Czy chodziło Ci o katanę? Akurat ona jest bardzo dobra na początek. Lepsza od piły imo. Prawym przyciskiem myszy szybciej nią atakujesz.
Ogólnie pograłem chwilę i wykonałem jedynie pierwsze zadanie, ale już mam wrażenie, że ten poziom trudności nie był testowany, albo przynajmniej nieuważnie.

Niemalże każda broń dzierżona przez naszych wrogów (czyt. każdy kogo napotkamy) zabija nas od razu! Zwiększenie poziomu trudności poprzez absurdalny boost w damage'u którzy wrogowie zadają jest złe. Jest to najzwyklejsze pójście na łatwiznę moim zdaniem. Cenię sobie kiedy gra jest trudna, ale za to uczciwa, a ten mod na Hardzie jest wszystkim tylko nie tym.
Sam mod również ma wiele niedociągnięć, że aż się dziwię, że to nie beta. Losowe crashe (jednak gra o nich ostrzegała), balans mógłby być lepszy, zadanie ze zbieraniem prezentów jest zdeka frustrujące i w moim odczuciu to był taki czasozapychacz. Quad często odmawia posłuszeństwa, szczególnie na moście na mapie "Forest", albo pomiędzy niektórymi mapami nie da się przejechać, gdyż po wczytywaniu od razu pojawia się kolejne które cofa nas do poprzedniej mapy.

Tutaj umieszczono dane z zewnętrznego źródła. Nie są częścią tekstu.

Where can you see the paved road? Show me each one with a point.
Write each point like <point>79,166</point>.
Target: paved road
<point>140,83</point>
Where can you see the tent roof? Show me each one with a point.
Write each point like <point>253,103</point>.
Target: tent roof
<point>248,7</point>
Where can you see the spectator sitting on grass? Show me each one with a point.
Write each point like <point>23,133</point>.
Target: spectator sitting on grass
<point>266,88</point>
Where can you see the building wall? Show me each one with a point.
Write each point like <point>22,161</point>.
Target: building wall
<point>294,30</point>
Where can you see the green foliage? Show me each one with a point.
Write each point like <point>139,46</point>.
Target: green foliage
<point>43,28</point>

Również na moim poprzednim save'ie (na Normalu) nie mam pojęcia co mam zrobić. Wykonałem wszystkie zadania lecz nic się nie stało. Wracam do Dave'a i również nic.
Lecz za to jest też dużo dobrych rzeczy o których mógłbym powiedzieć o tej modyfikacji.

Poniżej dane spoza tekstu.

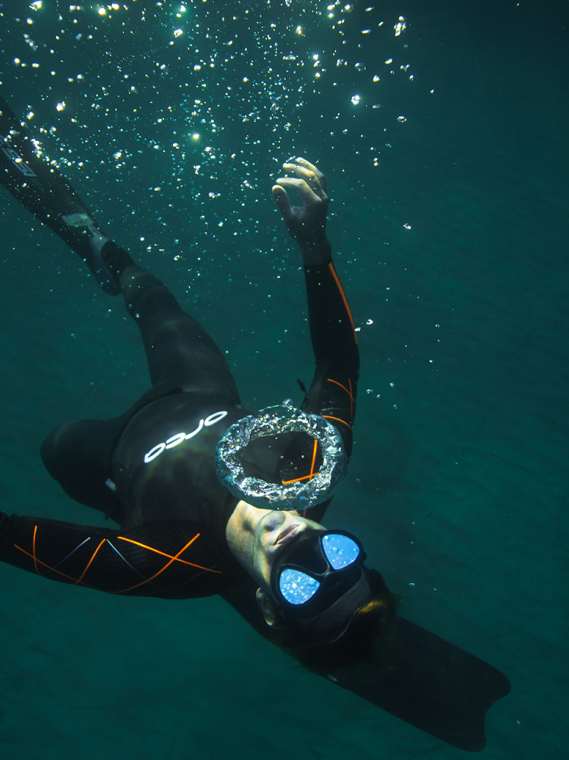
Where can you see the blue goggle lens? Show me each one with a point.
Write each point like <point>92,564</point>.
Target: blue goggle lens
<point>297,587</point>
<point>340,550</point>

Przede wszystkim system kupowania i sprzedawania. Tak powinien wyglądać w oryginalnym Postalu 2, albo przynajmniej coś w ten deseń. Jest o wiele wygodniejszy. Wyścig również podobał mi się. Szczególnie ten moment w Paradise Mall.

Przyjaciele z Al-kaidy niezbyt dobrze przyjęli porażkę
Zadanie w którym odwiedzamy Dude'a Seniora w wariatkowie również było niezłe. Klimat tej lokacji był bardzo dobry i ciekawe nowe zastosowanie mają zapałki. O samej mapie jako całokształt nie mogę wiele powiedzieć, bo to stare Paradise i to też nie całe. Mod jest pełen błędów gramatycznych, ale dialogi improwizowane już z gotowych kwestii wyszły w miarę nieźle. Gry w salonie gier również mnie rozbawiły, szczególnie ta z pierwszą mapą z Sonic Adventure.
Mod jest całkiem, całkiem, lecz nie nazwałbym go ukończonym, zważając na istnienie wielu błędów.